The nICP black-box model had been previously analyzed during plateau waves of ICP [20]. In that study, clinical material from 17 patients was used to construct the ICP simulation model, which produced better accuracy and better correlation between real and estimated values of ICP in comparison with our present study. This discrepancy could be associated with the way nICP_BB was generated in both studies. In Schmidt et al.’s previous study [20], the formation dataset was much more specific for plateau waves, in which 7 patients (41.18% of the dataset) presented such phenomena. On the other hand, the formation dataset used for the present study consisted of a large general TBI cohort (n = 140 patients), as mentioned previously.

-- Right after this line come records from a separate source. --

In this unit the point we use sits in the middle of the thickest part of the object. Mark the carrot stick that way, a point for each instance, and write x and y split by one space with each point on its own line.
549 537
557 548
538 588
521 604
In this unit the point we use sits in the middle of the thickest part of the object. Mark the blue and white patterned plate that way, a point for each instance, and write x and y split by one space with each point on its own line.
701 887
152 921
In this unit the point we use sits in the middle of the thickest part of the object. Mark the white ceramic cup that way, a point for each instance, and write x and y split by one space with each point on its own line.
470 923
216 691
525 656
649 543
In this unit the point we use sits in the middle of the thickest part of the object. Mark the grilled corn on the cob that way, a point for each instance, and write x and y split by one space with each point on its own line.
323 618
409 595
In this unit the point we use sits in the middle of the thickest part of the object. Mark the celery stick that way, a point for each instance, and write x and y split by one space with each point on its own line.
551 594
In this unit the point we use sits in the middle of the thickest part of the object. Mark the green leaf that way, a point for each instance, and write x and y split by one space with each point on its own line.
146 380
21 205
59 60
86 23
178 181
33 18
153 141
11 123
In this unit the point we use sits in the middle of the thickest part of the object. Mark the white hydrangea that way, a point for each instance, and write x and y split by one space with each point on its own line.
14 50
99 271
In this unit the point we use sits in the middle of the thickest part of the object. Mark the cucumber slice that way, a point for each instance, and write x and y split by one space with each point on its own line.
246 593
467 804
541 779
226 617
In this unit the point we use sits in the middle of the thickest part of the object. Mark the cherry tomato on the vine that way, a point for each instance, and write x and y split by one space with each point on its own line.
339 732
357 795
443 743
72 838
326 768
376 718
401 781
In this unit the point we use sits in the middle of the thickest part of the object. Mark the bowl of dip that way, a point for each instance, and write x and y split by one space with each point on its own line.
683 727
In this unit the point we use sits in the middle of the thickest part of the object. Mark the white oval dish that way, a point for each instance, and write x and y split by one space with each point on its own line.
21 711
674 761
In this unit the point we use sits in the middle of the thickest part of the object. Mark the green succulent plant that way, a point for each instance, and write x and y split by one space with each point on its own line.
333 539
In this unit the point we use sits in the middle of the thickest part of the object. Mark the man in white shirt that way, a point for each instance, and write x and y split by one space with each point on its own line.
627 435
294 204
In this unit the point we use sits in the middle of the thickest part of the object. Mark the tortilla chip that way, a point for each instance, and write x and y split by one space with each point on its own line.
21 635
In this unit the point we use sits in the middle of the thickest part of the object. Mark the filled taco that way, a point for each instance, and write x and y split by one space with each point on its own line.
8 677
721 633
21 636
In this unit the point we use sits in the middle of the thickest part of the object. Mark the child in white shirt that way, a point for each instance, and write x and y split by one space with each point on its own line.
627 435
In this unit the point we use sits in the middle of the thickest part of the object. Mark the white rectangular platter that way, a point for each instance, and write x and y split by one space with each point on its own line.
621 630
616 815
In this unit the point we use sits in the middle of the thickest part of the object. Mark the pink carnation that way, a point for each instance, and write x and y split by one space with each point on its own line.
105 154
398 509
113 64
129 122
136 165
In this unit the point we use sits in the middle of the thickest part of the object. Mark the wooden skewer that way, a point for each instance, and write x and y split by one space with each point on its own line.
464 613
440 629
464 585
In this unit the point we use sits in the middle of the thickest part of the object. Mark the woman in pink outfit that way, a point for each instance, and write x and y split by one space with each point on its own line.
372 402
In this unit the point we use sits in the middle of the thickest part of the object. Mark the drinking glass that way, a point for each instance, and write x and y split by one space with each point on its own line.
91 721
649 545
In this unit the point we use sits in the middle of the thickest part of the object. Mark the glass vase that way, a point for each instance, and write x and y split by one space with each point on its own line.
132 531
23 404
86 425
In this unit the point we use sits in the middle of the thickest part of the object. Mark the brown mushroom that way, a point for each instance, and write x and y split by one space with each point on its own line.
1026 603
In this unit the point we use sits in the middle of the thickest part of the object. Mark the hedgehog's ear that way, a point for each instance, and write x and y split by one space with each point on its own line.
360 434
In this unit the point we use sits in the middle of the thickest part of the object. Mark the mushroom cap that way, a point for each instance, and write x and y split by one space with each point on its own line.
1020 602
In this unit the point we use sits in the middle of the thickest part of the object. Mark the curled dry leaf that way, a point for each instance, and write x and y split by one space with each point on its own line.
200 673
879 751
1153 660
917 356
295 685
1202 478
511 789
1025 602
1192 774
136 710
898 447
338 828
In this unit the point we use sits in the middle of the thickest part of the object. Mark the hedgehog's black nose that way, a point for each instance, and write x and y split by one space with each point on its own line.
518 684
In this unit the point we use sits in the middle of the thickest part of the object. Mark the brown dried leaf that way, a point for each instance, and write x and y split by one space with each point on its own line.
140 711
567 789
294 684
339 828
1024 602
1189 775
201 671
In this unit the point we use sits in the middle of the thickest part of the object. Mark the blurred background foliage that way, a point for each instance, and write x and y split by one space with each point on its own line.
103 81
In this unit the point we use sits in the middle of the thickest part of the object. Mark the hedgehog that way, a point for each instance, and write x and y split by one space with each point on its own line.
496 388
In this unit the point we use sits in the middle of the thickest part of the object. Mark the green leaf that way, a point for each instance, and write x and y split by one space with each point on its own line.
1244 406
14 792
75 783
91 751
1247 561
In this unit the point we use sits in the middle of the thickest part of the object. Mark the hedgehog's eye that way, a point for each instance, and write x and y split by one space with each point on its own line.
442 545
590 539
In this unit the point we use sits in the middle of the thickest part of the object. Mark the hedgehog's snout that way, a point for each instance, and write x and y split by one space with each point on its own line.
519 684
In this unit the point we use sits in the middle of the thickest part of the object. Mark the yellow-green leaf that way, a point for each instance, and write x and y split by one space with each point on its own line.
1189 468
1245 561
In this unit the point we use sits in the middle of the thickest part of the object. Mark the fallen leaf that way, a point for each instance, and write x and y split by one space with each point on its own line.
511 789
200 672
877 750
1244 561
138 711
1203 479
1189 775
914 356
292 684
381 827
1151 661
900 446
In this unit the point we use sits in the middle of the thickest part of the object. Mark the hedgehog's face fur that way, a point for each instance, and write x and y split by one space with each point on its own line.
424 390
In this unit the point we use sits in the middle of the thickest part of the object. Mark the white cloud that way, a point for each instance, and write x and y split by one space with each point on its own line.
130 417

In this regard, we could generally infer that nICP methods based on formation datasets specific for certain conditions may present better prediction performances than those based on general datasets. An example supporting this inference can be found in another study [31], which demonstrated that the same methods used here presented smaller 95% CI when analyzing a TBI cohort convergent to the formation datasets, i.e., general in terms of different sources of ICP changes. However, the obvious disadvantage of specific formation datasets is the restriction of applicability of the nICP method. This effect was observed when TBI dataset-generated nICP procedures were used for ICP assessment in an NPH cohort subjected to CSF infusion tests [19]. In that study, the use of non-specific nICP formation datasets resulted in rather large deviations from ICP.

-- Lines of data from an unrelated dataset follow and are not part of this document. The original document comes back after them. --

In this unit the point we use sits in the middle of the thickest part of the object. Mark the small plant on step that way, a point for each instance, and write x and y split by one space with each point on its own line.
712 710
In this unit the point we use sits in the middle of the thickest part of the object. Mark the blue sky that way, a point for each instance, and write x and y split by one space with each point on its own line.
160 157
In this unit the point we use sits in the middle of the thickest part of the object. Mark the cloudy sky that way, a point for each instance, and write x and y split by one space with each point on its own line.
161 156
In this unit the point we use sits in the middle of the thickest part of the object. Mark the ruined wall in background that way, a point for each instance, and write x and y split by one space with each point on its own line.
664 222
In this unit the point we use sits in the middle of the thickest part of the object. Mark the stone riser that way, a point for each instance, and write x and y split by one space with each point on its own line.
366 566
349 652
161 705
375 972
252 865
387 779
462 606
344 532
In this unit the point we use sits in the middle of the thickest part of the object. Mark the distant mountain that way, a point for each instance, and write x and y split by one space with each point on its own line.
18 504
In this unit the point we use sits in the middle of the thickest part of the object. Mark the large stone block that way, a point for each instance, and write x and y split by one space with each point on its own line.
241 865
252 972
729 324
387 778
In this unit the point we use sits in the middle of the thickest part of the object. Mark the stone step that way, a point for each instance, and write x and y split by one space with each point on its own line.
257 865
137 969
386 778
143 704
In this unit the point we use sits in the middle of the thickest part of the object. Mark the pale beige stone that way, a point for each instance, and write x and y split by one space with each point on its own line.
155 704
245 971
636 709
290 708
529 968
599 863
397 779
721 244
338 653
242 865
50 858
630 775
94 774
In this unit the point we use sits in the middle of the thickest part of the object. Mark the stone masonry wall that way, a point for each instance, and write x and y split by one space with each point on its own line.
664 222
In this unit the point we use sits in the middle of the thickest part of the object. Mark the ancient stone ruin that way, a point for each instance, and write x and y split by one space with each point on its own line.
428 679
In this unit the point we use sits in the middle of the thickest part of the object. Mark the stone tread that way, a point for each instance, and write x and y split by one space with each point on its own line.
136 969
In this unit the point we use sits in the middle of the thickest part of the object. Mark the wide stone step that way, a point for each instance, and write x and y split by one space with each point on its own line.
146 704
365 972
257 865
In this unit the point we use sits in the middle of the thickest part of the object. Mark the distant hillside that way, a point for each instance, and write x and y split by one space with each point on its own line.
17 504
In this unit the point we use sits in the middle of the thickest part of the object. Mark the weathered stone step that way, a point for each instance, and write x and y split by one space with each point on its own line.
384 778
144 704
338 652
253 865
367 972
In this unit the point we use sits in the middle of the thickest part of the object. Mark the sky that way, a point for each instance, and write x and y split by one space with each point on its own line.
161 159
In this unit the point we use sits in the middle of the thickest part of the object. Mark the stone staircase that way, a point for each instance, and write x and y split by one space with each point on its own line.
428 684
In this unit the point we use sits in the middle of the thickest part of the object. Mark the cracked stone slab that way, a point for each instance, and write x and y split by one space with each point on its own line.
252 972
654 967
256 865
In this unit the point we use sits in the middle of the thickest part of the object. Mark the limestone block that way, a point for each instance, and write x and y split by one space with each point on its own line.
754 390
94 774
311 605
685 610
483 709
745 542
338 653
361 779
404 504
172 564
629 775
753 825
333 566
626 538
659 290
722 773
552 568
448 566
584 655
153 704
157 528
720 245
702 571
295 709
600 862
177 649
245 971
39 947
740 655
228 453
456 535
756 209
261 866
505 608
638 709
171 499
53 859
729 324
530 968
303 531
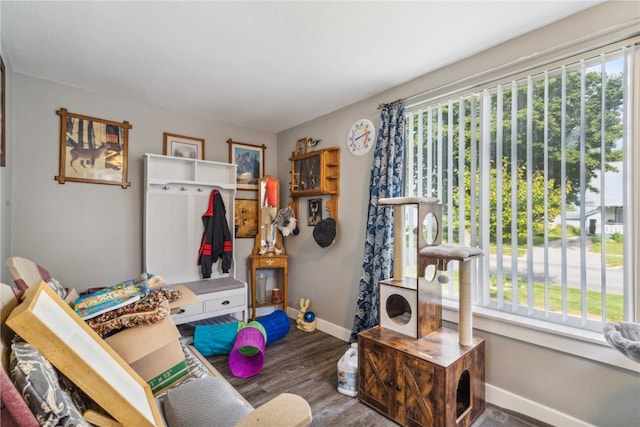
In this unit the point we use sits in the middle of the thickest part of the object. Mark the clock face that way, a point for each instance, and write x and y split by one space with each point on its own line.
361 137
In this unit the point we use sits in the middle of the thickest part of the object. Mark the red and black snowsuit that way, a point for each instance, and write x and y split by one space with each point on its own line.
216 239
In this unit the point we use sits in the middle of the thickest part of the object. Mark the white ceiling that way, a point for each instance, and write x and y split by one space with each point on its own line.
267 65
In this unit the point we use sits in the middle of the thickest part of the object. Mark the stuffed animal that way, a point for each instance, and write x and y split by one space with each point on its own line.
301 323
286 222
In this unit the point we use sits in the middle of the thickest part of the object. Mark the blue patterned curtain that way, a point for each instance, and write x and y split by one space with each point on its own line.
386 181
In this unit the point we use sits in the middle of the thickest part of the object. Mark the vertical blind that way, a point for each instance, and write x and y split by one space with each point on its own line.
534 170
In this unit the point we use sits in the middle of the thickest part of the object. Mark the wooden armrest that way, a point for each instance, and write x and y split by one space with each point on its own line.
99 419
286 409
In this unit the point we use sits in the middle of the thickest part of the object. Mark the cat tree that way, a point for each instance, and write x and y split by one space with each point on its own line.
438 375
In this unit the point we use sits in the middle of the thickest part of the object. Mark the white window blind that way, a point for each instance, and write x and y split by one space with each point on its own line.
535 170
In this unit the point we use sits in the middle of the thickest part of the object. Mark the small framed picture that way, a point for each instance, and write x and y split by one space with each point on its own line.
295 183
314 211
249 159
92 150
183 146
301 146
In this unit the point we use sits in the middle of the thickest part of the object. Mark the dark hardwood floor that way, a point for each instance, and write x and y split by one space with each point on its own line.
306 364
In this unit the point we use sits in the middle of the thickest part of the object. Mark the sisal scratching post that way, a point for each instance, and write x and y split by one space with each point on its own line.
398 243
465 326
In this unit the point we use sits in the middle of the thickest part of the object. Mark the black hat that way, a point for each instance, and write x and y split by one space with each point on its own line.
325 232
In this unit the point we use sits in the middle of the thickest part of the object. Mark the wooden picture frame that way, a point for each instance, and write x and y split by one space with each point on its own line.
183 146
46 322
3 119
249 159
310 171
246 218
92 150
314 212
301 147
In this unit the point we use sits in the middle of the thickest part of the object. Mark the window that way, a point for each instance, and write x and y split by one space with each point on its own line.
536 169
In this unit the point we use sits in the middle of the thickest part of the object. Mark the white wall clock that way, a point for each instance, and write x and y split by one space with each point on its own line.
361 137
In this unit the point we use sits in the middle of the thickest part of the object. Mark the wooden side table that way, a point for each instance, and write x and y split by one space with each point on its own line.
270 261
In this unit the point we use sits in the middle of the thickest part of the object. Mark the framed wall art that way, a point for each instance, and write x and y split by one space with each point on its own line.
249 159
3 130
309 169
92 150
246 218
314 211
301 146
183 146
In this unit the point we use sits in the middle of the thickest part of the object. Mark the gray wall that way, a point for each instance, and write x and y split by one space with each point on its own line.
586 390
88 234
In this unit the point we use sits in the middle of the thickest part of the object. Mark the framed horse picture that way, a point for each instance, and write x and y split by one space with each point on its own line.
92 150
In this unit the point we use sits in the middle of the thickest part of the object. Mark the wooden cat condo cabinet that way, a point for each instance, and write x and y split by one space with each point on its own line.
411 368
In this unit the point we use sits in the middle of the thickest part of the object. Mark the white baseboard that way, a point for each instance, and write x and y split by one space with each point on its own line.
513 402
493 395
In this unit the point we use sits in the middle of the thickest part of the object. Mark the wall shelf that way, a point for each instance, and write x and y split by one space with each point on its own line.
316 173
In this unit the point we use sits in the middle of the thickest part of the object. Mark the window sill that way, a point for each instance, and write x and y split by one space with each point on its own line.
577 342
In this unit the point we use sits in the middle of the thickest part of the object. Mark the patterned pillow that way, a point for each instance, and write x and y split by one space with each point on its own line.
38 383
57 287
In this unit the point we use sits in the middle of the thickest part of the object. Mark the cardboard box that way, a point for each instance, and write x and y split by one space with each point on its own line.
153 351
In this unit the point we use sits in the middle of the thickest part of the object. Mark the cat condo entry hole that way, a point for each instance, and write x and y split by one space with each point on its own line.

Although the evaluated methods generally presented low correlations considering the magnitude of changes in ICP as an absolute value, not all clinical situations involving ICP monitoring may require high accuracy. Alternatively, TCD allows a noninvasive assessment of cerebral circulation dynamics as ICP changes in time domain, with the possibility to track nICP changes in real time in a variety of clinical settings (emergency rooms, ambulatories, operating theatres). This ability is one of the gains of using TCD for nICP monitoring, and it could potentially be applied as an alternative assessment or screening tool where ICP measurements are not part of a standard clinical protocol, or in situations which invasive ICP monitoring is contraindicated.

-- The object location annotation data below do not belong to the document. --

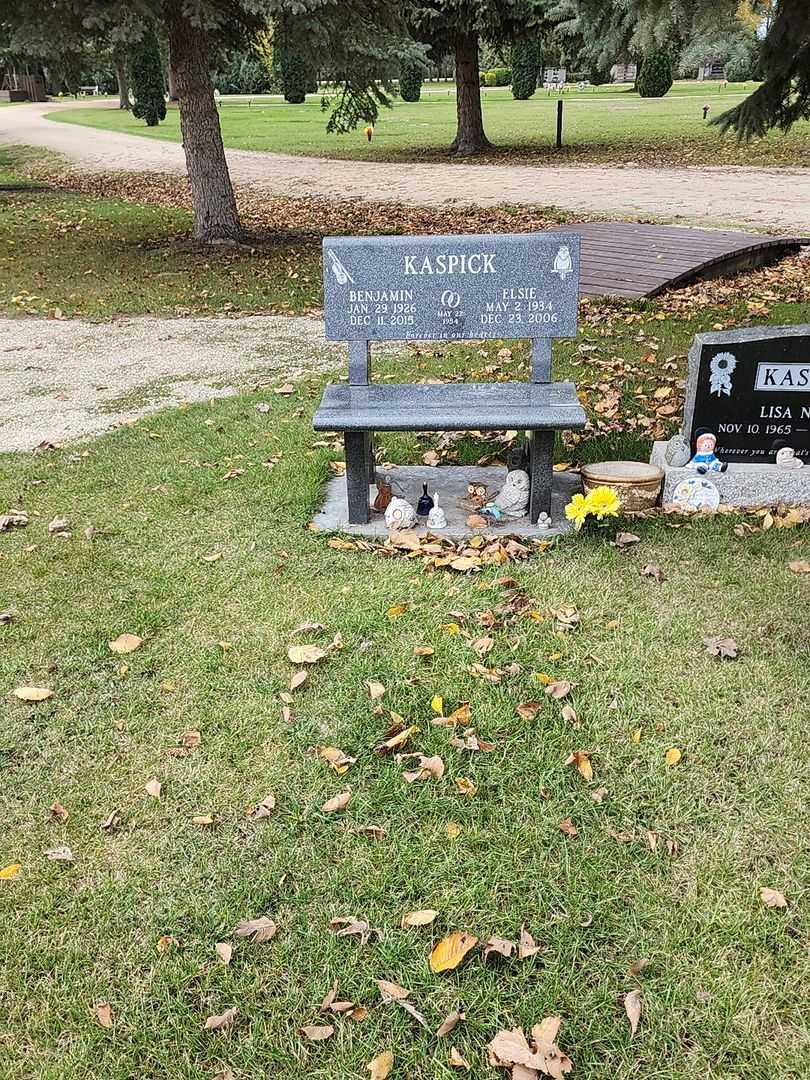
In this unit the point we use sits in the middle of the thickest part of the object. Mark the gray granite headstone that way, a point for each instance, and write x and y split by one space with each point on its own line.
751 388
451 287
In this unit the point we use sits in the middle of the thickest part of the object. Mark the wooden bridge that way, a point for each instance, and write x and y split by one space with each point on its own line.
636 260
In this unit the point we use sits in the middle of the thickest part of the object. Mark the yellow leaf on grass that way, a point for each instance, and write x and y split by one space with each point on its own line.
32 693
306 653
381 1065
125 643
448 954
421 918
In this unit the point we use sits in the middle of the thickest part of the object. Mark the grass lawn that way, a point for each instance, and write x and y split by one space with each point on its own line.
601 125
666 867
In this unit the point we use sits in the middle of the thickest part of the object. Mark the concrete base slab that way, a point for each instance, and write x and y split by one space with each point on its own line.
743 485
451 483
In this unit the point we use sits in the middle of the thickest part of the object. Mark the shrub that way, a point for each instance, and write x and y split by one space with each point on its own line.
146 80
525 68
655 78
410 82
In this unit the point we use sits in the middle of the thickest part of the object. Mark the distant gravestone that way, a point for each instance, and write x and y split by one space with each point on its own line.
450 287
752 389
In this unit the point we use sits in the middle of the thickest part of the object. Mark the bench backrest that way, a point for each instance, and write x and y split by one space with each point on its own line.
450 288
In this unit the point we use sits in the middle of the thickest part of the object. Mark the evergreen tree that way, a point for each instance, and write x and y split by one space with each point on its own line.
525 68
655 79
146 80
410 82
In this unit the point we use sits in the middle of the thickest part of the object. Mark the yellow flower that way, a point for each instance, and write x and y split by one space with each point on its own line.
603 502
577 511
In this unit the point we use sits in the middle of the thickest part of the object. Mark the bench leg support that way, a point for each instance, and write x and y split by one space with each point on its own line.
541 449
358 475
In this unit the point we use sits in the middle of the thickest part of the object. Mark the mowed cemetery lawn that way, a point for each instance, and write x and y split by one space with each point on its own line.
604 124
189 529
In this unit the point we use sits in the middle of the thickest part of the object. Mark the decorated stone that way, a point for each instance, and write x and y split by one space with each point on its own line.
696 493
400 514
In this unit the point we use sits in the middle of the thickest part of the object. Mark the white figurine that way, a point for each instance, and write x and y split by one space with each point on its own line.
400 514
786 458
513 498
436 517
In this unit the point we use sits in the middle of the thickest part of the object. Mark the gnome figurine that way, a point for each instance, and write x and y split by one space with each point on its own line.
400 514
513 498
426 503
436 517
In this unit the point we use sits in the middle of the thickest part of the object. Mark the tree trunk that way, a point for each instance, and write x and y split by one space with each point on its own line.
119 61
470 137
216 217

Plateau waves affect approximately 25% of TBI patients [10] and might also occur in other conditions such as subarachnoid hemorrhage [7], brain tumors, hydrocephalus [8], and craniosynostosis [9]. The identification of these phenomena could represent an important application of TCD-based noninvasive ICP methods for the conditions aforementioned, as plateau waves have been also reported to be associated with poor outcome in TBI patients, especially in regard to their duration [10]. Thus, identifying plateau waves as nICP changes in time domain could eventually provide to the clinician a better understanding of the clinical state of the patient and guide oriented treatments in situations of sustained plateau waves.

Limitations

The use of radial artery ABP zeroed at the level of the heart instead of the blood pressure in the intracranial compartment can be considered a limitation to this study. This condition might non-accurately approximate peripheral to intracranial ABP, which can specifically change the accuracy of methods relying on ABP waveform analysis. However, heart level zeroing was part of the clinical protocol and could not be changed during the TCD recordings. In addition, changes in cerebrovascular resistance produced by variations in PaCO2 may disturb CPP estimation (nCPP) and could act as a confounding factor as this parameter was unavailable.

Conclusion

The methods of nICP assessment are remarkably accurate in detecting relative changes in ICP during plateau waves across time. Furthermore, they presented high performance in ruling out intracranial hypertension. These characteristics encourage the application of TCD-based nICP in clinical conditions where the knowledge of absolute values of ICP would not be essentially relevant. However, we could infer that the estimation of ICP absolute values by the nICP methods tested is still limited at the current state of development. Such inaccuracy might be related to the matter of non-specific nICP calibration.